"O que ficou para trás" navega bem na onda de Corra! e Nós ao trazer uma temática social de forma extremamente crítica.

O que ficou para trás (His House) é um thriller de terror que vem ocupando posição de destaque dentre os filmes mais assistidos no Brasil, após ser aclamado pela crítica especializada. Com roteiro e direção de Remi Weeks, a obra teve sua estreia mundial no Festival de Cinema de Sundance, em janeiro deste ano, e recentemente chegou ao catálogo da Netflix.



O filme conta a história de Bol (Sope Dirisu, Humans) e Rial (Wunmi Mosaku, Lovecraft Country) um casal de refugiados do Sudão do Sul, um país do nordeste africano arrasado pela guerra. Com o objetivo de alcançar a Europa e terem suas vidas transformadas, eles cruzam o Mediterrâneo em uma embarcação extremamente lotada e sem nenhuma segurança e acabam passando por um trágico naufrágio. Muitos perdem a vida durante o incidente, inclusive a filha do casal, o que provoca traumas profundos.

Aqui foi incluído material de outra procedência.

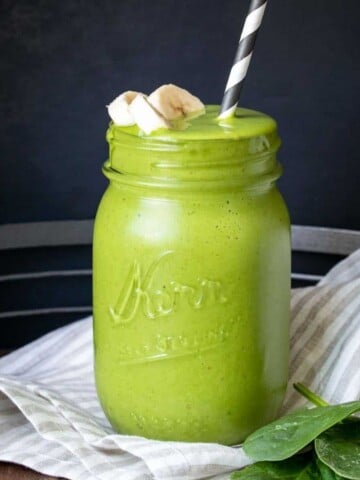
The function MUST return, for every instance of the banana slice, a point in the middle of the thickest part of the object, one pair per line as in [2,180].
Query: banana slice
[119,109]
[146,116]
[174,102]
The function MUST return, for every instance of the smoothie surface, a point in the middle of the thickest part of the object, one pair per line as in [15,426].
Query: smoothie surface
[245,124]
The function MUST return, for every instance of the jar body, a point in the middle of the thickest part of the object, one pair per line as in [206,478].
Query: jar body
[191,310]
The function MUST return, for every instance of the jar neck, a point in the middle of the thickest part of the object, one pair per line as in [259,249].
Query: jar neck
[212,163]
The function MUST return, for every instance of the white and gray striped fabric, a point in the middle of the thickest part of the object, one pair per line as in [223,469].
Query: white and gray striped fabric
[51,421]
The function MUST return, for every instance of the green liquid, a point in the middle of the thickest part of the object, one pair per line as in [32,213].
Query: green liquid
[192,281]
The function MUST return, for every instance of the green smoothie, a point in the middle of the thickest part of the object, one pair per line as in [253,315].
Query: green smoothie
[192,280]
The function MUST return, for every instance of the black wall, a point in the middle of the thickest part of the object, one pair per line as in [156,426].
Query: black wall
[62,61]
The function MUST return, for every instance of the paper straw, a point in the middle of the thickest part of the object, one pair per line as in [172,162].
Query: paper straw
[242,58]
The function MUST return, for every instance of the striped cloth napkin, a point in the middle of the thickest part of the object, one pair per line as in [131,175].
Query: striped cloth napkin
[51,421]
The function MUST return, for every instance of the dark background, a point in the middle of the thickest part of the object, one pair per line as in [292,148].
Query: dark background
[62,61]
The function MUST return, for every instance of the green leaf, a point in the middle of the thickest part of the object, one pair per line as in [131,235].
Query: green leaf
[300,467]
[326,472]
[339,449]
[290,434]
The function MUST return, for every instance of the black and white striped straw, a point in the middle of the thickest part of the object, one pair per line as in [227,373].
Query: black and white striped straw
[242,58]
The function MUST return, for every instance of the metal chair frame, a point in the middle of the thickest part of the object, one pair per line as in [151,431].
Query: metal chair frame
[79,232]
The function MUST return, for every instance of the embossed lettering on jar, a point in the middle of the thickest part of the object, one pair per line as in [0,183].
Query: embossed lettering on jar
[192,281]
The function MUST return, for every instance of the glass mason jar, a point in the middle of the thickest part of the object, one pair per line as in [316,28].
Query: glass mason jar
[192,283]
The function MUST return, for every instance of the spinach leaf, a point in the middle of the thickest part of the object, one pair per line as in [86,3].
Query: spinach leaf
[339,449]
[290,434]
[300,467]
[326,472]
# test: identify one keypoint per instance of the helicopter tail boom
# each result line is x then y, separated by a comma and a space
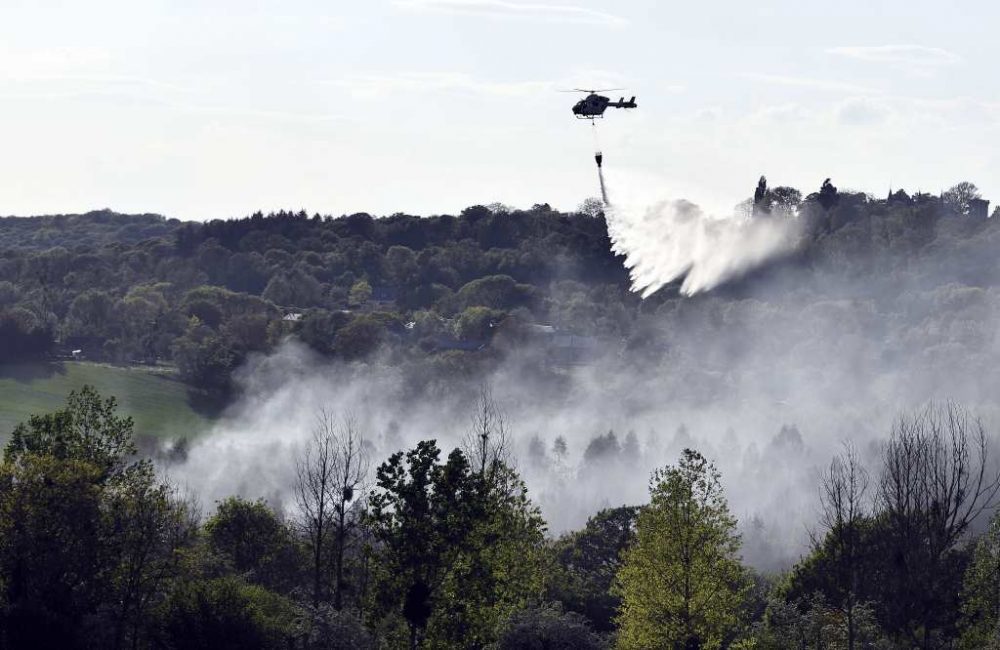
621, 103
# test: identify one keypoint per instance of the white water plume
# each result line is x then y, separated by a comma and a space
674, 239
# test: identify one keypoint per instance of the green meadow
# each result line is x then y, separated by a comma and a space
160, 405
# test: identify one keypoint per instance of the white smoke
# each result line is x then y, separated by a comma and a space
674, 239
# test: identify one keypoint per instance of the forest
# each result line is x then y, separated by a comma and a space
444, 548
426, 541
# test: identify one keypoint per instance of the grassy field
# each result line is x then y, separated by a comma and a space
160, 405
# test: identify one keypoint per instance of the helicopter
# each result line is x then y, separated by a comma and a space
593, 105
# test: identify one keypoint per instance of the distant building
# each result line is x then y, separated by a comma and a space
979, 209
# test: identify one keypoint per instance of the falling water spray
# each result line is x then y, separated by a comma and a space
599, 159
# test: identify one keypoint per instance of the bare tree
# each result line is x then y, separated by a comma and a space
487, 445
937, 479
314, 493
331, 474
351, 465
845, 503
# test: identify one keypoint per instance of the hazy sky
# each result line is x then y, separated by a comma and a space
218, 108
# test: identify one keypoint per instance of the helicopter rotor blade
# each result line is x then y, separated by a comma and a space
587, 90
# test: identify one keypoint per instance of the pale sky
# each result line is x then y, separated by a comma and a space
214, 109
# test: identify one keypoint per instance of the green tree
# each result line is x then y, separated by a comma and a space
88, 538
421, 514
981, 592
547, 626
251, 540
226, 613
958, 196
682, 584
586, 562
360, 294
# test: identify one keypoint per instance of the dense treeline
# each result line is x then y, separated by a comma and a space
446, 550
204, 296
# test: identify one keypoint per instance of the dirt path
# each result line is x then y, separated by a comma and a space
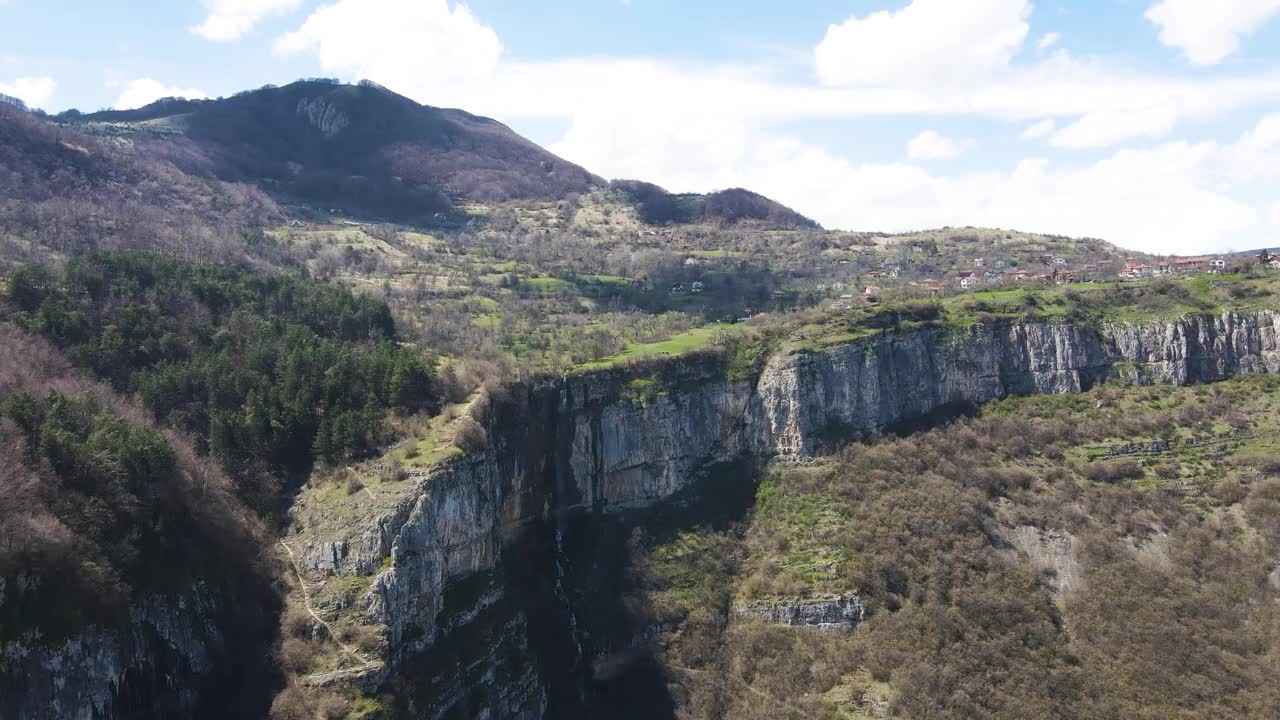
306, 601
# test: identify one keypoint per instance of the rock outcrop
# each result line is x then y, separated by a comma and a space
158, 660
581, 446
824, 613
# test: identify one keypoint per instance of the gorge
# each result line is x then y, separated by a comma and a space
511, 554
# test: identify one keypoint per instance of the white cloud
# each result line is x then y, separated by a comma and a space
929, 42
1040, 130
932, 145
1208, 31
1104, 128
720, 126
229, 19
35, 91
145, 91
1257, 154
397, 42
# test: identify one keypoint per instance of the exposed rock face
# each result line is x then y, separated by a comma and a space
1052, 552
824, 613
581, 446
100, 673
891, 377
327, 117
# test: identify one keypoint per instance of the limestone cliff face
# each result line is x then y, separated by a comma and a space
823, 613
586, 445
891, 377
158, 661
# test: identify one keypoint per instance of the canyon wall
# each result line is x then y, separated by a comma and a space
589, 445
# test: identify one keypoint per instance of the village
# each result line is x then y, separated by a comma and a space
1052, 270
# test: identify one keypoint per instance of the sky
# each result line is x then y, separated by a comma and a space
1151, 123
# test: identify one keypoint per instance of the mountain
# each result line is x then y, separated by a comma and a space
728, 206
360, 149
65, 191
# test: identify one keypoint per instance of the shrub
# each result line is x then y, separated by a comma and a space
1114, 472
470, 436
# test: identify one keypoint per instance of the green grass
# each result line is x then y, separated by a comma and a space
680, 343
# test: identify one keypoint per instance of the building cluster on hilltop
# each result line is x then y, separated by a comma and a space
1196, 265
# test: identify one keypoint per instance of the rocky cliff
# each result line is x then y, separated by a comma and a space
159, 664
586, 446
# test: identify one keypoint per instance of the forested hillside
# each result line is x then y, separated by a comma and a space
361, 149
104, 513
268, 372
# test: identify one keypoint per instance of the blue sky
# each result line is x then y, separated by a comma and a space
1152, 123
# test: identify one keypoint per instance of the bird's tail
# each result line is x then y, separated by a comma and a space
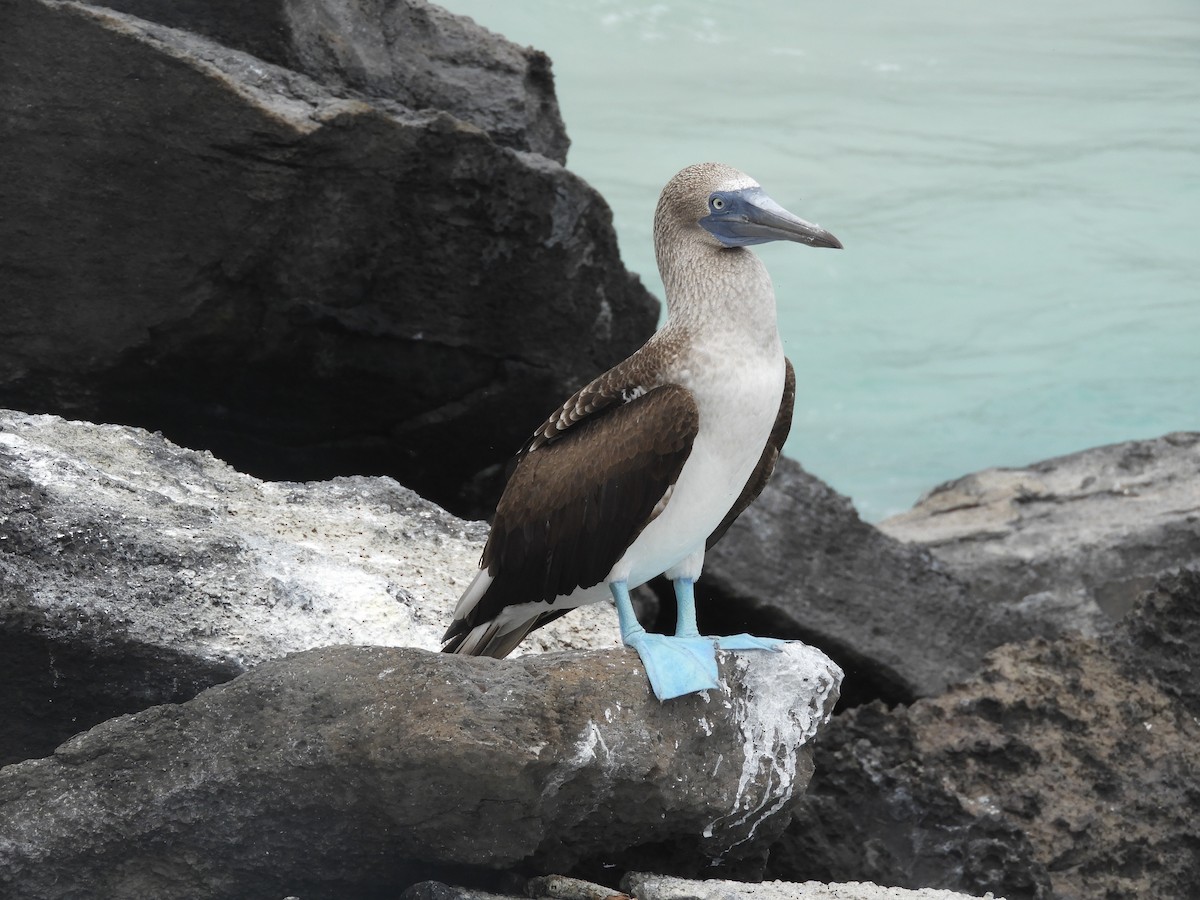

A Inglaterra dá asilo aos dois, que permanecem por um tempo em um centro de detenção e logo no início do longa já são transferidos para uma espécie de abrigo provisório em Londres, enquanto aguardam a concessão de um visto de permanência no país, que está atrelado ao cumprimento de uma série de regras impostas e monitoradas de forma regular e rigorosa pelo serviço social inglês na figura de Mark (Matt Smith, The Crown).

A casa oferecida pelo governo "benevolente", na verdade está em condições degradantes. Ratos, baratas, entulhos, iluminação precária e um auxílio financeiro miserável parecem uma humilhação a parte. Ainda assim, o casal enxerga aquilo como uma nova oportunidade, um recomeço. Eles só não esperavam que a casa abrigasse algo além dos dois.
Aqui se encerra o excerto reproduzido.